José Elías Romero Apis
A estas alturas de lo que he vivido, ya no me impresiono con nada de lo bueno ni de lo malo que hacen las fiscalías de justicia. Eso no quiere decir que yo sea insensible, sino que soy impasible. No significa que no me intereso, sino que no me altero.
Sin embargo, dos recientes casos muy conocidos llamaron mi atención, uno con rechifla y otro con aplauso. Ya los he mencionado de pasadita, pero ahora me detengo en ellos.
Hace casi 4 meses una joven fue hallada muerta en un hotel de Nuevo León. Las circunstancias fueron más que extrañas y la investigación ha sido más que rara. Muchos cateos que no se corresponden en la lógica. Muchas autopsias que no se corresponden en la razón. El indignado padre ha renegado de la autoridad, pero de nada le ha valido.
Hasta ahora, no sabemos quién ni cómo ni por qué. Para los conocedores, la investigación ha sido un fracaso. Para los suspicaces, las autoridades o no saben nada, lo cual es malo; o las autoridades saben mucho, lo cual es peor.
En otra latitud, un joven fue muerto en un bar del Estado de México. La madre, adolorida, convocó a un cierre del Periférico. Las autoridades entendieron de inmediato y, por un conducto idóneo, enviaron un mensaje al joven presunto, ya para entonces fugado y escondido.
Se le explicaron los peligros y los problemas para quien no tiene la sapiencia ni los contactos ni los recursos para vivir “a-salto-de-mata”. Se le garantizaron sus derechos constitucionales y su acceso a una legal defensa. La respuesta fue su inmediata entrega voluntaria.
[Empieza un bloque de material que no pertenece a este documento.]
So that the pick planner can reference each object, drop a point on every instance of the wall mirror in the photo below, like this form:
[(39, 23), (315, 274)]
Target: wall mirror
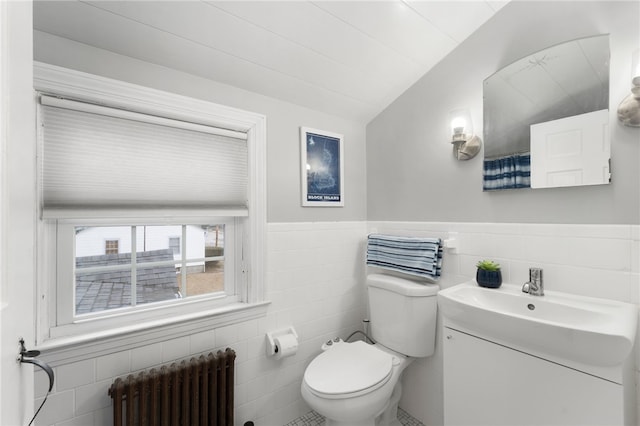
[(546, 118)]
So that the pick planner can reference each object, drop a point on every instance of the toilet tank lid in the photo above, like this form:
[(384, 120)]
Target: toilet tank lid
[(402, 286)]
El propio fiscal general, José Luis Cervantes, lo trasladó personalmente al penal, manejando su propio auto y dialogando con el detenido como copiloto sin ataduras. Por su parte, la madre otorgó el más amplio voto de confianza. Hace unos días, el juicio quedó concluido por la vía del sistema de abreviación. Todos lo hicieron posible. El mencionado fiscal general actuó con agilidad y con eficiencia. Supo cuál sería su mensaje y supo escoger al medio de envío. Elaboró una consignación que fuera sostenible ante los tribunales y con las pruebas necesarias para sostenerla. Se condujo con franqueza para con unos y para con otros en lo que podía ofrecer y en lo que no podría cumplir. Convenció a los deudos, al acusado, a los jueces, a la opinión pública y hasta a sus propios colaboradores.
Los impartidores de justicia, comenzando por el presidente del Tribunal Superior, Ricardo Sodi, aplicaron su experiencia y su equidad a efecto de que las leyes del caso, en mucho imperfectas y en mucho incompletas, fueran interpretadas y hasta integradas para darles la suficiencia necesaria para el resultado deseado por todos.
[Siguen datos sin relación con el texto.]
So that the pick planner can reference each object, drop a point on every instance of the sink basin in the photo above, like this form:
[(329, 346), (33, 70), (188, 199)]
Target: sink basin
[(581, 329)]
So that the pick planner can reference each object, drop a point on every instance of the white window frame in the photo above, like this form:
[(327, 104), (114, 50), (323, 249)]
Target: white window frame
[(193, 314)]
El acusado se sometió, con valor y con respeto, a la autoridad que lo condenaría por más años de los que ha vivido. Para reconocer su falta y las consecuencias legales de la misma. Para soportar la vida que le tocaría de aquí para su futuro.
La madre se condujo con bravura activar a unas autoridades que saben responder, así como para reconocer que no hay ley ni cárcel ni fiscal ni juez que le pudieran devolver la vida de su hijo. Para comprender que el hoy sentenciado no es un criminal irredento, sino una víctima más de este drama y que no tuvo la intención de matar a su hijo.
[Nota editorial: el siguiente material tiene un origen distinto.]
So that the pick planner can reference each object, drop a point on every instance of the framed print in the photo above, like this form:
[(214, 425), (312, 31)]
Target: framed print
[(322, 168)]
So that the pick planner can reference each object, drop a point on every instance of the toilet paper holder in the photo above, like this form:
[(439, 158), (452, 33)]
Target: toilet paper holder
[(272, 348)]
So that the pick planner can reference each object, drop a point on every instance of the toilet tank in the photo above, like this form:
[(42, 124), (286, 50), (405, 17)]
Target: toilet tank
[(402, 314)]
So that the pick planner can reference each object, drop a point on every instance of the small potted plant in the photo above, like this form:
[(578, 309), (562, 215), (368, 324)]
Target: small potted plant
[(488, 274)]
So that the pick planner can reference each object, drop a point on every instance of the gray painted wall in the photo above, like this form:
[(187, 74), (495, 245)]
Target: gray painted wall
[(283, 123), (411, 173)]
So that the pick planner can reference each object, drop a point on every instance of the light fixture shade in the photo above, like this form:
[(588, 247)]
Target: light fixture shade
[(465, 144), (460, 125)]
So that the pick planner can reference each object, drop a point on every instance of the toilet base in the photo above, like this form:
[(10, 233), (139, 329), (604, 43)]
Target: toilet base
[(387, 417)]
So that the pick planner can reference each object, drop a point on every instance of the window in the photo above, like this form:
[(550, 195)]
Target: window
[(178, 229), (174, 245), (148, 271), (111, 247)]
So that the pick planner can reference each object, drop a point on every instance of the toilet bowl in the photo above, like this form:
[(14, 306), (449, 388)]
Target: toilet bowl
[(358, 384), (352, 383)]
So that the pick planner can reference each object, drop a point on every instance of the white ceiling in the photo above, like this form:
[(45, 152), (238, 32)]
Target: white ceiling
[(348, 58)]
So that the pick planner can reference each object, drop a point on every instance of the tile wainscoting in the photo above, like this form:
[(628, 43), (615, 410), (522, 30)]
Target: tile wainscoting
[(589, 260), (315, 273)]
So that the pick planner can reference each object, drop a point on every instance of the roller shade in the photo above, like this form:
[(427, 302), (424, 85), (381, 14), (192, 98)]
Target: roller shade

Este asunto no es para celebrar, sino para condoler. Es una tragedia múltiple. El que murió perdió su vida y el que mató destruyó la suya. La vida de los padres de ambos nunca volverá a ser la misma que antes.
Ya he dicho que en la procuración he visto todas las balas, toda la sangre y todas las lágrimas de las que nunca me he atrevido a platicar en mi casa ni en mis sobremesas ni en mis clases ni en mis libros. No hay película ni novela ni noticia que me espante. Pero tampoco hay comandante ni juzgador ni procurador que me engañe ni que me enrede.
Pienso que quizá el título de mi artículo me sirve, pero no sea exacto. No hay fiscalías buenas ni malas. Hay fiscales que merecen nuestro respeto y hay fiscales que no se merecen nada de nosotros.